Philosopher kings: Transformative decisions best left to people's representatives
When they did consider children, the majority focused on child rearing rather than child bearing, simply noting without concern that children of same-sex couples “may lack a biological connection to at least one parent.” Yet decades of research, and a generation of fatherless children, confirms that children do best when they grow up with both biological parents.
The majority unhesitatingly condemns as a “palpable harm” the effect of Amendment 3 to “deny to the children of same-sex couples the recognition” that the couples are married. But it dismisses, as merely “a claim of uncertainty,” the reality that children need a mother and father.
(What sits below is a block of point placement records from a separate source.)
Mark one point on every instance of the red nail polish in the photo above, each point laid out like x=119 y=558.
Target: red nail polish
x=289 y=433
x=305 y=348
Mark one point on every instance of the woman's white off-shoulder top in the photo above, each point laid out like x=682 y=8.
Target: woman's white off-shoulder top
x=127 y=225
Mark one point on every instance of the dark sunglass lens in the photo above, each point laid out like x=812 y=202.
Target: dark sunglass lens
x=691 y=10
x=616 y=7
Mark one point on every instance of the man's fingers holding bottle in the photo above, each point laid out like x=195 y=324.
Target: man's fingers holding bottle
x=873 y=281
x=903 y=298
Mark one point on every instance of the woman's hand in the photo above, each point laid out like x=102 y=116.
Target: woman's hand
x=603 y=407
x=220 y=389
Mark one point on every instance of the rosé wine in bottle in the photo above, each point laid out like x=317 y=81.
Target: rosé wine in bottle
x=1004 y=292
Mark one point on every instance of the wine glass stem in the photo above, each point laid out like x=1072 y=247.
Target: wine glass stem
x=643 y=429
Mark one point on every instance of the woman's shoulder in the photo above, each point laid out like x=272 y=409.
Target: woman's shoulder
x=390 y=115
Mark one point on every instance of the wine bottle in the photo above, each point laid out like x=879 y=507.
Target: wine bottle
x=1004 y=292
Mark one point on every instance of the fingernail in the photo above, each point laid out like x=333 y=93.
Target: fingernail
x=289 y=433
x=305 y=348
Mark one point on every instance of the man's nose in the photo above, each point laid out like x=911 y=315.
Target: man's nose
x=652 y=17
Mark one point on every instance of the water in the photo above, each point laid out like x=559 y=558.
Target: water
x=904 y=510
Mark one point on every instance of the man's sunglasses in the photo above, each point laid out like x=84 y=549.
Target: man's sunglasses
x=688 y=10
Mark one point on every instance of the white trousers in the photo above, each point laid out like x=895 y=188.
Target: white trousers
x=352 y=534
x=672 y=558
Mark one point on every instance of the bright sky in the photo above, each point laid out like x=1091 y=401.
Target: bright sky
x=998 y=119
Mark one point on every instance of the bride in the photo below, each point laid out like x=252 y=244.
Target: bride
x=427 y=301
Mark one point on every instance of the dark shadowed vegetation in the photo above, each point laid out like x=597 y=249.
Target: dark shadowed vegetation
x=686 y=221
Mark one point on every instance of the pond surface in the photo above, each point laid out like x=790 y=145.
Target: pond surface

This value judgment makes societal recognition of being raised by a married couple more important than the sociological reality of being raised by a married mother and father.
The two-judge majority insists that same-sex marriage is a constitutional imperative, but Judge Kelly’s dissenting opinion clarifies that “this case is best understood as an effort to extend marriage to persons of the same gender by redefining marriage.” The catalyst for that change may be well-meaning support for diversity, but the impetus is actually society’s changing attitudes about the fundamental meaning of marriage.
Prioritizing adults’ choice and status in marriage diminishes children’s needs for completeness and stability from marriage. Of course, democratic peoples are free to change marriage’s meaning. But such transformative decisions are best left to the people’s representatives, rather than to unelected judges faced with the temptation, in Judge Kelly’s words, of being “philosopher kings.”
Michael Erickson is an attorney. Jenet Erickson is a family science researcher. They live in Salt Lake City.